Sustainable Transportation Infrastructure and Materials
|Potential UCARE Research Position?||
|Paid or Volunteer||
|Hours Per Week||
Transportation infrastructure systems such as roadways, railroads, airports, and bridges are key public assets of any country in the world, and it is a great interest to develop relevant technologies for safer, more sustainable, energy-efficient, and environment-friendly performance of the infrastructure systems. Over the last several decades there has been a significant shift from the use of empirical approaches towards the use of mechanistic models and materials science to characterize and predict the behavior of infrastructure systems. These strongly depend on the involvement of multidisciplinary engineering knowledge and integrate it with experimental efforts, new theories, and advanced computational modeling methods.

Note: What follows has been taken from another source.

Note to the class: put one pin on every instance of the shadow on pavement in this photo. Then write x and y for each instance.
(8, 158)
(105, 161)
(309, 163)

More particularly, there is a critical need to challenge the complex multiphysical (thermo-, mechanical-, hygro-, and chemical) and multiscale (material-mixture-structure) behavior of various multiphase (heterogeneous) infrastructure materials and structural systems for their optimized design and sustainable performance.
To that end, my research program seeks state-of-the-art excellence and technologies for the more sustainable transportation infrastructure and materials by integrating experimental, analytical, and computational approaches based on multiscale and multiphysics understanding. Student researchers who join my lab will assist graduate students for specific topics related to materials, infrastructures, and their linking to characterize properties and to model damage-induced behavior and performance.